When a search engine starts crawling the Web, it often begins by following URLs from chosen seed sites to explore other pages and other domains. But how does a search engine choose those seed sites that it starts at?

In the past, seed sites might have been from categorized domains such as the Open Directory Project or the Yahoo directory, which link to a wide range of sites of different topics and regions. Those seed sites are editorially controlled in selecting the pages contained within them.

But a search engine doesn’t necessarily have to use those particular sites as seed sites, to begin with, and may choose others.

The Impact of Choosing Seed Sites

A choice of seed sites can dramatically impact the quality of a search engine. It can affect how it covers different topics and geographical areas in its index. Conversely, poorly chosen seed sites could mean low-quality search results, and even more, webspam showing up in response to searches.

A Yahoo patent application describes how the search engine might choose amongst sites to use as seed sites to discover URLs for other Web pages. The Patent screenshot at the top of this post shows how seed sites could be from different geographic places to ensure that the search engine’s coverage of the web was well-distributed.

The patent is:

Host-Based Seed Selection Algorithm for Web Crawlers Invented by Pavel Dmitriev Assigned to Yahoo US Patent Application 20100114858 Published May 6, 2010 Filed October 27, 2008

Abstract

A host-based seed site selection process considers factors such as quality, importance, and potential yield of hosts in a decision to use a document of a host as a seed.

A subset of a plurality of hosts is found, including some but not all of the plurality of the hosts, according to an indication of the importance of the hosts, according to an expected yield of new documents for the hosts, and according to preferences for the markets, the hosts belong to.

At least one seed site for each host of the determined subset of hosts. Each generated at least one seed includes an indication of a document in the linked database of documents. The generated seeds are provided to be accessible by a database crawler.

Why New Sites are Discovered to Start Crawls From

Revisiting the same seed sites regularly may not result in discovering a large number of new URLs. However, the Yahoo pending patent provides a glimpse at how they may compare and choose amongst potential seed sites.

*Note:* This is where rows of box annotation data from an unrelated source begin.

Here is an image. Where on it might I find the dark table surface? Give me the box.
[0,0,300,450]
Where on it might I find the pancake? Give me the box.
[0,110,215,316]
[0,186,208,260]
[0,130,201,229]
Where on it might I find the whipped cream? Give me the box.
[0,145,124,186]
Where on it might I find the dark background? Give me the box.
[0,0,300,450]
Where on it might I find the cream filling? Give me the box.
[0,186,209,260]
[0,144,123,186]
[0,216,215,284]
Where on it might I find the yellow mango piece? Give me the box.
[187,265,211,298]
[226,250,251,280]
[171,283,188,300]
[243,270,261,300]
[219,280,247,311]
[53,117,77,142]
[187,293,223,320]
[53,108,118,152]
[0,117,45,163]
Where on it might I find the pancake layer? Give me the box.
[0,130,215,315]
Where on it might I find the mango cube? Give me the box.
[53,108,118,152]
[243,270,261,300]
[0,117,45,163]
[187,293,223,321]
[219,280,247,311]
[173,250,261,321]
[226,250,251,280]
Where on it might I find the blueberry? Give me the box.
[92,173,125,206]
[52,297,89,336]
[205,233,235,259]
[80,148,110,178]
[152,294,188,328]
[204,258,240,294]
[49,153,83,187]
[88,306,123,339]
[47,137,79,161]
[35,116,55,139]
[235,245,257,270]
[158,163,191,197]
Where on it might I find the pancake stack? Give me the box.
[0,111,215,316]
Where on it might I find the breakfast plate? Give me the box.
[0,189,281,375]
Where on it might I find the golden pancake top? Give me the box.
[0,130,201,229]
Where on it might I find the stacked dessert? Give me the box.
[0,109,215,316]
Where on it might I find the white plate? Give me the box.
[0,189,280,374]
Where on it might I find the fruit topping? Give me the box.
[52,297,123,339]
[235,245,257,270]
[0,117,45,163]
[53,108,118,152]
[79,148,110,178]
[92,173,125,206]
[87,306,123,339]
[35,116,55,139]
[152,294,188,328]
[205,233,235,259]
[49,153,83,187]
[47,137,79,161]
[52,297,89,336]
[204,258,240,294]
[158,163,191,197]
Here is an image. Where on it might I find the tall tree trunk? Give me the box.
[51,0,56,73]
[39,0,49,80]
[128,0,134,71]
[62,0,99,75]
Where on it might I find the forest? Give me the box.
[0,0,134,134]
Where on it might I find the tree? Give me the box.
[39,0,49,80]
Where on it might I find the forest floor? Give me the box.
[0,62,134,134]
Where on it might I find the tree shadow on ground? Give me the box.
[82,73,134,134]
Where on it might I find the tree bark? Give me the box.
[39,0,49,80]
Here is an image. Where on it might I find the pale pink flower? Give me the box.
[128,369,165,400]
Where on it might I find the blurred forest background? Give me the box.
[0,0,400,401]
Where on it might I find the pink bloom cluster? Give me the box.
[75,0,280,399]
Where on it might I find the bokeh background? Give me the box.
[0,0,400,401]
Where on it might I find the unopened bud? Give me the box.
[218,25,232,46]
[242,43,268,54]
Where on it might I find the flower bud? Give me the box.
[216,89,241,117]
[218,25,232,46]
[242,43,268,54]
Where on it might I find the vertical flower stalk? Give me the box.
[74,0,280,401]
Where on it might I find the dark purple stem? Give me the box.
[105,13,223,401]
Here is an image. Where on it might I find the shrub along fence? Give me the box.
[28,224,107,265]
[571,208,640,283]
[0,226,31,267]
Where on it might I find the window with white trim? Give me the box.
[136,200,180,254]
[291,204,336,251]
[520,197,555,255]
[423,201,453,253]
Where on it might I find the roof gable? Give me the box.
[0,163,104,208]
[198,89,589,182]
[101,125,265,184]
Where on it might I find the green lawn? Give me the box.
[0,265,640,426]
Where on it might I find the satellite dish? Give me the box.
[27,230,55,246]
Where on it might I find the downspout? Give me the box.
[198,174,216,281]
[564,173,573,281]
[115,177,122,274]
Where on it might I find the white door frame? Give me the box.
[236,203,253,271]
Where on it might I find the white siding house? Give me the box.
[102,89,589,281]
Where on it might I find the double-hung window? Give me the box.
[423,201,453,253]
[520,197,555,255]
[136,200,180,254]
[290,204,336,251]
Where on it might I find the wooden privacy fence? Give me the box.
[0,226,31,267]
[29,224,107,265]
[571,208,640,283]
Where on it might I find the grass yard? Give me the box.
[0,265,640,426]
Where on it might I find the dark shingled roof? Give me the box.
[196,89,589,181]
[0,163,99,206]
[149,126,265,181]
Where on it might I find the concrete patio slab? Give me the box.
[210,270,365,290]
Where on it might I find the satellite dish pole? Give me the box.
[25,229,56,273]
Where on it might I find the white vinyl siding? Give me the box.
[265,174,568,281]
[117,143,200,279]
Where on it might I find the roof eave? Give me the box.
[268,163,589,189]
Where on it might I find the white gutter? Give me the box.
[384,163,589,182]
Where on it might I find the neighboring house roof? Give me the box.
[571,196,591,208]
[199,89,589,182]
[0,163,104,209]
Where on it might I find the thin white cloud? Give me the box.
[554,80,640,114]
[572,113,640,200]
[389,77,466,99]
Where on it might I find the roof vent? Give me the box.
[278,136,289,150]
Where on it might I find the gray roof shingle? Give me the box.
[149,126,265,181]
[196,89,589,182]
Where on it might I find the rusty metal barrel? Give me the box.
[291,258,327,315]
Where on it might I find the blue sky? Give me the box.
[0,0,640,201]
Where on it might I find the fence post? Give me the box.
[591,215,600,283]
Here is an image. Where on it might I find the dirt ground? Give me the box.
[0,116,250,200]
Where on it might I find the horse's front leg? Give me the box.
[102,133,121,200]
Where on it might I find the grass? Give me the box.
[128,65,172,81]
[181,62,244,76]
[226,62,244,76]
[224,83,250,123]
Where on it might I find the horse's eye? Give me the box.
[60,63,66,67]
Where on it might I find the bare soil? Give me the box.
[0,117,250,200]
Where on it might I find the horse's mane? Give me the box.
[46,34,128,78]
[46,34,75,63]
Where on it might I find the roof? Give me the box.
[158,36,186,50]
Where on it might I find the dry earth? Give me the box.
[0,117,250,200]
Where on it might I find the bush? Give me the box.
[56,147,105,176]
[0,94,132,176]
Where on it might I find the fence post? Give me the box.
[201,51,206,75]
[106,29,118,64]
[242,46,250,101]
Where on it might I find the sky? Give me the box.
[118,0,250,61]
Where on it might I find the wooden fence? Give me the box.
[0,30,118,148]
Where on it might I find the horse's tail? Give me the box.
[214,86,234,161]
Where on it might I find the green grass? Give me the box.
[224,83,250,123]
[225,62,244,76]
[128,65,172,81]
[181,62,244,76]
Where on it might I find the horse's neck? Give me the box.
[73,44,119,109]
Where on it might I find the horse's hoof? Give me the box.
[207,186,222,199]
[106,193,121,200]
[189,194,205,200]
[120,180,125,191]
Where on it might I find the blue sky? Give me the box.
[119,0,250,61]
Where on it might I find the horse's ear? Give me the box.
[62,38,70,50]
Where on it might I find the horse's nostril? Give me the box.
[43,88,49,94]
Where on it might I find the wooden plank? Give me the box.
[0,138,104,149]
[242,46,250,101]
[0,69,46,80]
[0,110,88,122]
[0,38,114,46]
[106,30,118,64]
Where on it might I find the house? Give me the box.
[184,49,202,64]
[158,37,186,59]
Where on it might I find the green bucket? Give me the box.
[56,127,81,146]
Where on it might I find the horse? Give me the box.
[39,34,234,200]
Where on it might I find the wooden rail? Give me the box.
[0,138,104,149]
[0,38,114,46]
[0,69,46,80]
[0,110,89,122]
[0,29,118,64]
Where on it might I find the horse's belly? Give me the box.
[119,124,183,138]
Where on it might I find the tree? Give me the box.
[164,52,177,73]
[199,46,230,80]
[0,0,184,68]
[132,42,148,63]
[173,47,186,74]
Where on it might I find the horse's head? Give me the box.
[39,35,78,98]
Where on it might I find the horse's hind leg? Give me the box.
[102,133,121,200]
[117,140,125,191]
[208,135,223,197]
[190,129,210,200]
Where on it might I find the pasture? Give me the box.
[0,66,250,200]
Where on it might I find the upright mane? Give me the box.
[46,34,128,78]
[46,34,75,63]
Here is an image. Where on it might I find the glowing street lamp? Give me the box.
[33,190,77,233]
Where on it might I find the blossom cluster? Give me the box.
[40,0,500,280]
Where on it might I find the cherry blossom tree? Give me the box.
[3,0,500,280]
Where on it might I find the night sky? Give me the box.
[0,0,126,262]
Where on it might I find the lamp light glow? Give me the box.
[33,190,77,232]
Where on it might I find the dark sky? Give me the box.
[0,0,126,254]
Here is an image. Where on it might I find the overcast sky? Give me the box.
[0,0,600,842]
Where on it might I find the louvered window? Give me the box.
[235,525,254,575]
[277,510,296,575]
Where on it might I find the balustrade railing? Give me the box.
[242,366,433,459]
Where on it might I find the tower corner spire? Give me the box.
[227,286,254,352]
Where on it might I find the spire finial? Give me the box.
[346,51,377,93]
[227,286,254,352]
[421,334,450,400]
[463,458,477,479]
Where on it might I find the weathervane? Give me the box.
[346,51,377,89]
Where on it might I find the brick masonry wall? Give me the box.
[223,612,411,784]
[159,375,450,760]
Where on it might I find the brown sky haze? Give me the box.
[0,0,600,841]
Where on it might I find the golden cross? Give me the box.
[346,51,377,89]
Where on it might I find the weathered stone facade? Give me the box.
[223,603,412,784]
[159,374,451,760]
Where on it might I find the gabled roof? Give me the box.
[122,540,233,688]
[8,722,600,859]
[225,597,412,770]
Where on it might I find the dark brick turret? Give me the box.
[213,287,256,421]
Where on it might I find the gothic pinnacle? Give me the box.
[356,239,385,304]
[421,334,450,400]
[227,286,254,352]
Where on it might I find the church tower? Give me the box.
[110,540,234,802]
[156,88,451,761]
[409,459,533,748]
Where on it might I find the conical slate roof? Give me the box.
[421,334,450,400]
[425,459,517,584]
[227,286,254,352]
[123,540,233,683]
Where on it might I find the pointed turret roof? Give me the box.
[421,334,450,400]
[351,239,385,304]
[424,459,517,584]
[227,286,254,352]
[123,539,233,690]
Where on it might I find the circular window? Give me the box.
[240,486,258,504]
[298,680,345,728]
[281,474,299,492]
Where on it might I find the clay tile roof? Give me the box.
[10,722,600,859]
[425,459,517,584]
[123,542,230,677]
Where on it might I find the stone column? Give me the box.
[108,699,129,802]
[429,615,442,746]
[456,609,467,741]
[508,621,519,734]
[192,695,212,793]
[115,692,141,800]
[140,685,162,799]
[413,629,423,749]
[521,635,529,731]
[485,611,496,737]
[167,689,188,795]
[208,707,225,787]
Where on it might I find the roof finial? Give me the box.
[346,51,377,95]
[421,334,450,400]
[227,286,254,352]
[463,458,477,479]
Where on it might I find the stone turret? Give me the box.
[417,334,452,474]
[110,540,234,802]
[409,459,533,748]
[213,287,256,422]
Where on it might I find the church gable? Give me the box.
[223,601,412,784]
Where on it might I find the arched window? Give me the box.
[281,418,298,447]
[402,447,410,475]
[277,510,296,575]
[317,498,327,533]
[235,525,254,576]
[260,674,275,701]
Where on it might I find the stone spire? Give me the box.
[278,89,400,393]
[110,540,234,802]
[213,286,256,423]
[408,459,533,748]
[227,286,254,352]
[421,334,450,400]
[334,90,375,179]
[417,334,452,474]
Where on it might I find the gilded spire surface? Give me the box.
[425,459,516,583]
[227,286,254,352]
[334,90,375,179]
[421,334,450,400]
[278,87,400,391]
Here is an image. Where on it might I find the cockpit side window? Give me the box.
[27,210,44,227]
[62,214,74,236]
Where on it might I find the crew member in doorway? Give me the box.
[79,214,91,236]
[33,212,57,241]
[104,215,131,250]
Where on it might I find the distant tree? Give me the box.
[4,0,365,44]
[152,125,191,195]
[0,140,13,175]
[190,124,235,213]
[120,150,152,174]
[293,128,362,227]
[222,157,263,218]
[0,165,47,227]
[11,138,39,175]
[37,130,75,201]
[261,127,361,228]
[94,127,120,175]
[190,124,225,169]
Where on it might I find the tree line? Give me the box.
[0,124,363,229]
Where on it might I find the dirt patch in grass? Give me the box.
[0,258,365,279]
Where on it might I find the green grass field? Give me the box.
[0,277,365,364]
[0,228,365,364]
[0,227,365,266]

It tells us that the seed sites selection process can become better if the choice of particular selected seed sites results in:

A relatively large number of previously undiscovered documents discovered and processed
The crawling of relatively more of more important hosts and documents, and fewer of less important hosts and documents
A desirable distribution among markets or categories of sites

Candidate seed sites may be based upon measures of:

Quality
Importance
Potential yield of hosts

Quality or Lack of Quality of a Seed Site

This could be based upon things such as the site:

Having few outlinks,
Being a spam page or having outlinks pointing to spam pages,
Containing pornograpic content.

The patent filing tells us that high-quality sites are potential seed sites since, as the starting point of a crawl, it’s likely that starting with a low-quality domain would likely result in many more low-quality pages being crawled.

Importance of a seed site might be based upon a “host trust” score or rating or other attribute associated with that host, which generally provides an indication of:

Popularity
Trustworthines
Reliability
Quality
Other characteristics of a host

PageRank could be one type of host trust score, but other factors could also be used.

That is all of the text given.